Marcel Lollia (1938-1984) n’est pas le seul maître-ka que Didier Juste connaîtra. Il y aura également François Moléon Jernidier, dit Carnot (1919-1998), François Hyzirin, dit Baggy, Guy Konkèt (1946-2012), entre autres. En effet, n’étant pas attiré par les études, le jeune homme se dirige vers ce qu’il sait faire : la musique. Son premier concert, Didier le fait à 10 ans, il accompagne le célèbre chanteur et “tanbouyé” Guy Konkèt. Après, tout s’enchaîne, il fait la connaissance d’autres musiciens mais il découvre aussi d’autres instruments de percussion et d’autres rythmes. “À 15 ans, je suis parti avec le groupe “Katouré” à Cuba. Là-bas, j’ai vu qu’il y avait d’autres percussions et j’ai compris que je n’étais pas obligé de jouer toujours les 7 rythmes du gwoka. Par la suite, j’ai pris des cours de batterie avec Fernand Gabriel, j’ai fait plusieurs stages de percussion avec des artistes africains tels que Adama Dramé, Pap Dyen et Geum”, dit-il.

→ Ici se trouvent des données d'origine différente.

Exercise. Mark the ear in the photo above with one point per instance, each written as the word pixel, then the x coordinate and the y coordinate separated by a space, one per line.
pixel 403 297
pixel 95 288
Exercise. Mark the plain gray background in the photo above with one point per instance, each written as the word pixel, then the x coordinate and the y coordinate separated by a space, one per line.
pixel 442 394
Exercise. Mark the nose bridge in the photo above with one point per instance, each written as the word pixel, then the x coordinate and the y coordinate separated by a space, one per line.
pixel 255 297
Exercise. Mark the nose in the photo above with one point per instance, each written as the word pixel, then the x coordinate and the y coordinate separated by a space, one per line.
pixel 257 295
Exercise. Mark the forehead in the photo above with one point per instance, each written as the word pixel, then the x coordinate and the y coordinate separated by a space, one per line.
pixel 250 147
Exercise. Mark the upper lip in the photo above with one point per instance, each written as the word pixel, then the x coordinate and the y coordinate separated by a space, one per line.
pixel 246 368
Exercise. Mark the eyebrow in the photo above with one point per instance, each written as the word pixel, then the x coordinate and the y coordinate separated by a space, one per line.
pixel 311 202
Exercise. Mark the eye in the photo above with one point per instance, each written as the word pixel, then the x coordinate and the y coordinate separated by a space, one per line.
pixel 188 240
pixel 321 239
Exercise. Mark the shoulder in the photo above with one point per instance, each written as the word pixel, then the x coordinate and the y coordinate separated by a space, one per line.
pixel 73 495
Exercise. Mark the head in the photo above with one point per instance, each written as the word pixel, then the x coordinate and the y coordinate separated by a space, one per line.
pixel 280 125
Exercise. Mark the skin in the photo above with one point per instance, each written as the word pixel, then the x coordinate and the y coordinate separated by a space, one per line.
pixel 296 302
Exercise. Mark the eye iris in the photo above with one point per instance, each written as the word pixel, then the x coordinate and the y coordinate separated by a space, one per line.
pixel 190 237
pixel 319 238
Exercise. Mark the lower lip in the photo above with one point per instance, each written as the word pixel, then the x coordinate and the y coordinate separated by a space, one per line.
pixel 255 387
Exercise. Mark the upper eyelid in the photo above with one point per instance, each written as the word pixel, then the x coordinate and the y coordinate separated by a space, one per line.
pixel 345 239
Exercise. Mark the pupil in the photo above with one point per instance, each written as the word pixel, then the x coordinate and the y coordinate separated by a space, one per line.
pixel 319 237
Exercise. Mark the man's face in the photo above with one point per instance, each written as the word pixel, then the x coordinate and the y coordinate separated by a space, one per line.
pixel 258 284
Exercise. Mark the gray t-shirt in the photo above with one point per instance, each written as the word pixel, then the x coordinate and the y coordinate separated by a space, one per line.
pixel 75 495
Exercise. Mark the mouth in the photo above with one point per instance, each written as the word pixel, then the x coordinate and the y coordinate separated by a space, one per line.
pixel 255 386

Comme beaucoup de jeunes musiciens guadeloupéens, Didier Juste part à Paris, à l’aventure, et il n’y reste qu’un mois… Après son retour au pays, il intègre le groupe “Poker JBZ” des frères Castry, puis il collabore avec plusieurs autres formations. Précisons que son frère, Olivier, est aussi devenu percussionniste alors que son plus jeune frère, Sidy, a choisi le métier d’avocat…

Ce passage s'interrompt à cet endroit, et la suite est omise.